The current administration of Shinzo Abe has been promoting the idea that the Constitution is a legal imposition drawn up and forced upon Japan when it was under occupation. Restitution therefore rests on revising Japan's constitution to remove or dilute Article 9, which forsakes Japan's sovereign war-making right.

The pro-revision camp argues that Japan's security and national interests should be decided by the Japanese people today rather than a constitution drawn up and imposed upon the country several decades ago. The unspoken subtext of this search for normality is a quest for global political status commensurate with Japan's economic prowess.

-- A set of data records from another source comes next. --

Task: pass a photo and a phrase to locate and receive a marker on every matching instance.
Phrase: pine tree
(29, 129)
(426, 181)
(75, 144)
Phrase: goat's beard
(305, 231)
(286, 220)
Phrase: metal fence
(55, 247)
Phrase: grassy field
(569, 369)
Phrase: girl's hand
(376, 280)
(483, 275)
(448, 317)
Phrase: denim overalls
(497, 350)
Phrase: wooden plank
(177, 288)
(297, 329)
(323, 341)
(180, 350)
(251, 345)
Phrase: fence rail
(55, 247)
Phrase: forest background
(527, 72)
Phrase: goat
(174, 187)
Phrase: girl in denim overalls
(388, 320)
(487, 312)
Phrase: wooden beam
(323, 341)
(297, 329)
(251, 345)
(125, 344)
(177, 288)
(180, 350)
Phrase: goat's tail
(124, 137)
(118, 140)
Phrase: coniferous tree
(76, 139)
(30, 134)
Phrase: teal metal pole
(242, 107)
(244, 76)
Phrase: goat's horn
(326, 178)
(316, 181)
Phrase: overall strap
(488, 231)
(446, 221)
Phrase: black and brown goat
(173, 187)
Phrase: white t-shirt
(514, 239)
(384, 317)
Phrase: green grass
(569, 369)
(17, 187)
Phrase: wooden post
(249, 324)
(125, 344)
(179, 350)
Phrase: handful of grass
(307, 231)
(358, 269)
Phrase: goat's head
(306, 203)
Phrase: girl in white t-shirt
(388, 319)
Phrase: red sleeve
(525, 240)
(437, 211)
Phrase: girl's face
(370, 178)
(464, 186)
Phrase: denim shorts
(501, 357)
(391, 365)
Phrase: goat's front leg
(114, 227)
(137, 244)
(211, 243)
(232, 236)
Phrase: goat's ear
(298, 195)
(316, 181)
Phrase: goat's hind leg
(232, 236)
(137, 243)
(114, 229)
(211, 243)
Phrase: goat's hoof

Among the problems, however, at least from Chinese perspective, is in the way the goal is achieved. In order to erode the pacifist tendencies built up over the years across generations, the neo-conservatives in Japan have sought to magnify and exaggerate the Chinese threat through constant demonization via its media and official narratives.

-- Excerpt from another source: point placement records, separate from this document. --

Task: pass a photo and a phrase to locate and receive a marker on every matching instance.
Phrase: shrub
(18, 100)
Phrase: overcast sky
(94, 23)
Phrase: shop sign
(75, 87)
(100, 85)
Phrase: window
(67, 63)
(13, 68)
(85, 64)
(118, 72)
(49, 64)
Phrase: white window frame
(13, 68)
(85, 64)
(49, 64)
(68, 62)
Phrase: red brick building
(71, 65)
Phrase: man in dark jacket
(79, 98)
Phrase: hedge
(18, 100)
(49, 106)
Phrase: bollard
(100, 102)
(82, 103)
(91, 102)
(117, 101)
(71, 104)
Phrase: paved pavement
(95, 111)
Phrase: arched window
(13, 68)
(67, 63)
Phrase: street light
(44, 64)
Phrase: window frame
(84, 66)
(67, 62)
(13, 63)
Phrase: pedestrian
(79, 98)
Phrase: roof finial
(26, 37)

In tandem with the neoconservative aspirations, the Abe administration has interpreted the Constitution and the US-Japan alliance in the least restrictive manner compared with any previous administration. Each successive policy review since the mid-1990s has brought about new measures and interpretations that the bureaucrats suggest are in line with Japan's pacifist Constitution and are therefore "legal", effectively allowing military normalization in stealth mode.

Hence, the conversion of the Izumo to an aircraft carrier, or the implementation of plans to develop Japan into a leader of space-based or cyber weapons has been consistent with Japan's aspirations since the mid-1990s.

What is alarming, however, is the extent to which the bureaucrats are emboldened to override a commonsense approach through their interpretation this time around. Aircraft carriers are not "defensive" weapons. They are designed to project force far beyond the shores of the homeland.

The conversion of the Izumo has important operational significance, as it means Japan could technically project power as far as the Izumo can sail, that is, to the Indian and Atlantic oceans for independent operations or to support US ones, significantly improving the operational capability of the Japanese Self-Defence Forces.

To argue that the two Izumo-class carriers are not "offensive" because they each can only host about 10 F35B fighters (of the 42 that Japan had purportedly ordered) is hardly reassuring, given that it would not take that many F35B fighters to bring destruction to any city or country.

Besides, there is nothing to stop Japan from suggesting at the next review down the line that more F35Bs should be acquired for more Izumo-class carriers, as they would be taken as in line with the pacifist Constitution.

While seemingly innocuous, the political implications are far reaching because this development socializes the Japanese public to the idea that as long as the bureaucrats and politicians say something is legal and in line with the Constitution, the Japanese nation should take their word for it.

There is of course the added benefit of conferring Great Power status. Considerations of political expediency and national prestige certainly seem to have outweighed the respect for the spirit of the pacifist Constitution here.

Traditionally, Japan has been concerned by the prospects of closer US-China relations, and in the Donald Trump era, of being leveraged by Trump excessively. At the same time, a nationalistic US means there is also a chance the US might revert to its isolationist tendencies.

Behind Japan's recent decisions are cold, hard calculations, even if they mean diversion from the pacifist Constitution.

Victor Teo is assistant professor at the Department of Japanese Studies at the University of Hong Kong.